In questa ora, all’inizio dell’Anno Paolino che stiamo inaugurando, vorrei scegliere dalla ricca testimonianza del Nuovo Testamento tre testi, in cui appare la sua fisionomia interiore, lo specifico del suo carattere.
Nella Lettera ai Galati egli ci ha donato una professione di fede molto personale, in cui apre il suo cuore davanti ai lettori di tutti i tempi e rivela quale sia la molla più intima della sua vita. "Vivo nella fede del Figlio di Dio, che mi ha amato e ha dato se stesso per me" (Gal 2,20).
Tutto ciò che Paolo fa, parte da questo centro. La sua fede è l’esperienza dell’essere amato da Gesù Cristo in modo tutto personale; è la coscienza del fatto che Cristo ha affrontato la morte non per un qualcosa di anonimo, ma per amore di lui – di Paolo – e che, come Risorto, lo ama tuttora, che cioè Cristo si è donato per lui. La sua fede è l’essere colpito dall’amore di Gesù Cristo, un amore che lo sconvolge fin nell’intimo e lo trasforma. La sua fede non è una teoria, un’opinione su Dio e sul mondo. La sua fede è l’impatto dell’amore di Dio sul suo cuore. E così questa stessa fede è amore per Gesù Cristo.
Da molti Paolo viene presentato come uomo combattivo che sa maneggiare la spada della parola. Di fatto, sul suo cammino di apostolo non sono mancate le dispute. Non ha cercato un’armonia superficiale. Nella prima delle sue lettere, quella rivolta ai Tessalonicesi, egli stesso dice: "Abbiamo avuto il coraggio... di annunziarvi il vangelo di Dio in mezzo a molte lotte... Mai infatti abbiamo pronunziato parole di adulazione, come sapete" (1Ts 2,2.5).
La verità era per lui troppo grande per essere disposto a sacrificarla in vista di un successo esterno. La verità che aveva sperimentato nell‘incontro con il Risorto ben meritava per lui la lotta, la persecuzione, la sofferenza. Ma ciò che lo motivava nel più profondo, era l’essere amato da Gesù Cristo e il desiderio di trasmettere ad altri questo amore. Paolo era un uomo colpito da un grande amore, e tutto il suo operare e soffrire si spiega solo a partire da questo centro. I concetti fondanti del suo annuncio si comprendono unicamente in base ad esso.

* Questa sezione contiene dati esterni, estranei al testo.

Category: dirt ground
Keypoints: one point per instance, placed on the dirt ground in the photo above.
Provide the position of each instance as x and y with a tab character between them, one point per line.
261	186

Prendiamo soltanto una delle sue parole-chiave: la libertà. L’esperienza dell’essere amato fino in fondo da Cristo gli aveva aperto gli occhi sulla verità e sulla via dell’esistenza umana; quell’esperienza abbracciava tutto. Paolo era libero come uomo amato da Dio che, in virtù di Dio, era in grado di amare insieme con Lui. Questo amore è ora la "legge" della sua vita e proprio così è la libertà della sua vita. Egli parla ed agisce mosso dalla responsabilità dell’amore. Libertà e responsabilità sono qui uniti in modo inscindibile. Poiché sta nella responsabilità dell’amore, egli è libero; poiché è uno che ama, egli vive totalmente nella responsabilità di questo amore e non prende la libertà come pretesto per l’arbitrio e l’egoismo. Nello stesso spirito Agostino ha formulato la frase diventata poi famosa: "Dilige et quod vis fac" (Tract. in 1Jo 7 ,7-8), ama e fa’ quello che vuoi. Chi ama Cristo come lo ha amato Paolo, può veramente fare quello che vuole, perché il suo amore è unito alla volontà di Cristo e così alla volontà di Dio; perché la sua volontà è ancorata alla verità e perché la sua volontà non è più semplicemente volontà sua, arbitrio dell’io autonomo, ma è integrata nella libertà di Dio e da essa riceve la strada da percorrere.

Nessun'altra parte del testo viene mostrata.